Industry surveys show the adoption of existing self-service approaches to resolving issues is a disappointing 10%. However, the introduction of virtual agents has been shown to increase the use of self-service to 50-60%. Not only does this transformation increase end user satisfaction, it also improves the productivity of support teams by up to 30-50%.
Virtual agents and government agencies: The potential is huge
Here are some examples of agencies reaping significant rewards by embracing AI-based technologies to transform their service desks:
- Federal government: Tasked with improving the adoption of self-service by providing a more intuitive way for users to obtain assistance, an agency deployed a virtual agent with a conversational interface that searched the agency's knowledge bases and procedural manuals to present contextual solutions. This resulted in a threefold increase in the number of issues resolved without a human agent's involvement.
- State government: Targeting the reduction of telephone support wait times to improve end-user satisfaction, an agency implemented a virtual agent within its interactive voice response system to accurately select and initiate a service catalog request whenever possible.

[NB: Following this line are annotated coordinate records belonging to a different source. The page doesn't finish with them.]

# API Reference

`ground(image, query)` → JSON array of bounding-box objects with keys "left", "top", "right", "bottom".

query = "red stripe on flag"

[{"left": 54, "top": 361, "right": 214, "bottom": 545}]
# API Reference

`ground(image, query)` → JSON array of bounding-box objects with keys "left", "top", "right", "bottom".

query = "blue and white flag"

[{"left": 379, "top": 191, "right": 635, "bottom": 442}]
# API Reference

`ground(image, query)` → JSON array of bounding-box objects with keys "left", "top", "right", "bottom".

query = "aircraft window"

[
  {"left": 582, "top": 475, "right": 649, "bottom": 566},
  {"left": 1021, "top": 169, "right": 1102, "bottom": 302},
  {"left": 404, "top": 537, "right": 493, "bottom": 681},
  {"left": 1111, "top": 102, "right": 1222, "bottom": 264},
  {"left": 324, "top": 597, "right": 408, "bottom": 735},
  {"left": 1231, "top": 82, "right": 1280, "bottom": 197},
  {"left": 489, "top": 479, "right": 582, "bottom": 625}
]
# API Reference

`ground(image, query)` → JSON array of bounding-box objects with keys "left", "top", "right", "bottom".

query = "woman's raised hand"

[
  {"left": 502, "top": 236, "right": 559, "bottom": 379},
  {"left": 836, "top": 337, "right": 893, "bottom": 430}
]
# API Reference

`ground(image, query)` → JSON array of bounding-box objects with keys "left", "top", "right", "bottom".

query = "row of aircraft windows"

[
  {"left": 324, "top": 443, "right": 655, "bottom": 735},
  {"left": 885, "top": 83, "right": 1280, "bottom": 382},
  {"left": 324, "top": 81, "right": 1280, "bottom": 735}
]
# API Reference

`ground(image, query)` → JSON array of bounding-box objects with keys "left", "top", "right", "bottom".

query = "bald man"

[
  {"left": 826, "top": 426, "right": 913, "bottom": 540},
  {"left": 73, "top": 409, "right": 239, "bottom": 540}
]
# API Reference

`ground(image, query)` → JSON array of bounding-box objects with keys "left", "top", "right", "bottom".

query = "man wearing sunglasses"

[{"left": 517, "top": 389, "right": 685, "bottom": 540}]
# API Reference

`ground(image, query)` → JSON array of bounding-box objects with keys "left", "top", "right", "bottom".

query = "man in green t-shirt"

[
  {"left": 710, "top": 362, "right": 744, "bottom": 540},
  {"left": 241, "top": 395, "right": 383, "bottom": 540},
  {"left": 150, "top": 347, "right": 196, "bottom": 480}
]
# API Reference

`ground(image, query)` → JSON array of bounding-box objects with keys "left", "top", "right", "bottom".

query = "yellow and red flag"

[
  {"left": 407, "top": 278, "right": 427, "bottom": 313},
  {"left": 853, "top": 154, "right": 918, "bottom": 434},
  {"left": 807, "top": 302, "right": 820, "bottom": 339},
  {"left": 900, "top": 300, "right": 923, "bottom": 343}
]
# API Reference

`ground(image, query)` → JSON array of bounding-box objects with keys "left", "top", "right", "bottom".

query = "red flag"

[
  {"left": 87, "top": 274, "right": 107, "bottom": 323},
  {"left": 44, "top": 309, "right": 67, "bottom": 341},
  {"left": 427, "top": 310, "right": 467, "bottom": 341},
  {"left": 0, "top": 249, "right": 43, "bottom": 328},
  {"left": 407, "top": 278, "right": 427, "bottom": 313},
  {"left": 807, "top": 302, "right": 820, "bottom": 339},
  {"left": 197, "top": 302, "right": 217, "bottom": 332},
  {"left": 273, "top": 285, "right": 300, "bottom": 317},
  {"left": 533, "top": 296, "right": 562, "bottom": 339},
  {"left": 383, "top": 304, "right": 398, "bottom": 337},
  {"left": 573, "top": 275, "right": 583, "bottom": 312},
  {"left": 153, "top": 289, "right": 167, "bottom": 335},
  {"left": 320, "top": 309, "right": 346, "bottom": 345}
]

This solution has seen a 45% reduction in the IVR abandonment rate, preventing ticket transfers to a live agent and reducing end-user wait times.
- Local government: Budget constraints created an urgency to lower IT costs and accelerate issue resolution, so a city used a conversational approach for triage and resolution of tech issues, implementing a virtual agent to drive self-service uptake and automate more tasks. This resulted in a 30% reduction in costs, along with enhancements to end-user satisfaction and service-desk productivity.
A brighter era
For too long IT service-desk teams have struggled with tools that are inadequate for maintaining complex support triage and request handling, but the future doesn’t have to be a repetition of the past. There is a better era ahead for service management -- an era that leverages AI to improve customer experiences and increase support-team productivity and job satisfaction. It’s about time.